Methods : Retrospective, longitudinal study.

Results : Included were 61 patients (104 eyes) of whom 34 were males (55.74%). Mean age at diagnosis of uveitis was 26.5±16.14 years. All patients had active uveitis at baseline (time of biologic therapy initiatoin). Median interval between start of conventional immunomodulatory therapy (IMT) to introduction of biologic therapy was 13.0 (IQR 26.0) months. Ocular inflammation was effectively controlled in 92 eyes (88.46%).The most commonly used TNF-α inhibitor was adalimumab in 47 patients (77%). In the year preceding the institution of TNF-α inhibitors, average number of flares was 1.5 ±1.1 /year and it decreased to 0.08 ±0.29/year in the first year after baseline (p<0.0005). Forty-four eyes (42.30%) experienced flare over the entire period. Mean time to first flare was 14.5±9.26 months. At baseline, mean dose of prednisone was 25.5-±20.8 mg/day. Marked decrease to mean prednisone dose of 7.85±9.7 mg/day was observed at 6 months (p=0.03). In patients treated with adalimumab, mean time to prednisone dose of 7.5 mg/day was 4.02±4.89 months compared to 15.64±21.34 months in patients treated with infliximab (p =0.03). Eyes treated with adalimumab experienced first flare at a mean time of 14.11±6.29 months whereas eyes treated with infliximab experienced first flare at 18.29±14.24 months after baseline (p<0.0005). The risk for moderate and severe visual loss was lower with shorter duration of uveitis before initiating anti-TNF-α treatment (odds ratio, 0.003; 95% CI, 0.000-0.005; p=0.023), better presenting logMAR VA (odds ratio, 0.266; 95% CI, 0.172-0.361; p <0.0005) and when adalimumab was used (odds ratio, 0.354; 95% CI, 0.190-0.519, p <0.0005).

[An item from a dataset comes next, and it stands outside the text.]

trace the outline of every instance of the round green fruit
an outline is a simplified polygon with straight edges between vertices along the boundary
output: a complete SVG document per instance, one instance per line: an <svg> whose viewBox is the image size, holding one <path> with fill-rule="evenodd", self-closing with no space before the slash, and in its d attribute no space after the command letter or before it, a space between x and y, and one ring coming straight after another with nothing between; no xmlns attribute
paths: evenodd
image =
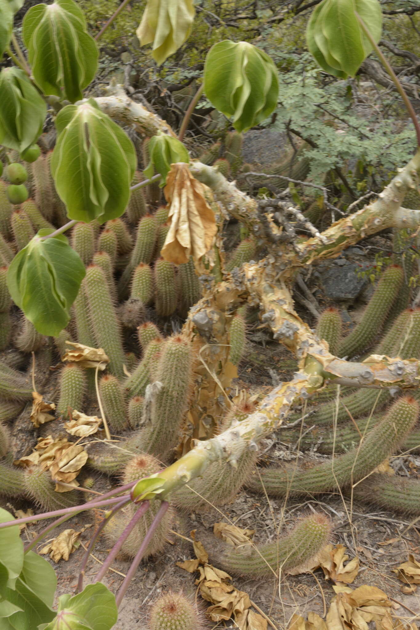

Conclusions : Anti-TNF-α therapy was successful in controlling refractory NIPPU. It significantly reduced flare rate, exerted steroid-sparing effects and preserved visual potential. Both adalimumab and infliximab exhibited similar effectivity in controlling active inflammation and flare-ups with adalimumab exerting faster and bigger steroid-sparing effects. Adalimumab use, better initial visual acuity and earlier introduction of anti-TNF- α therapy were associated with a lower risk of visual loss.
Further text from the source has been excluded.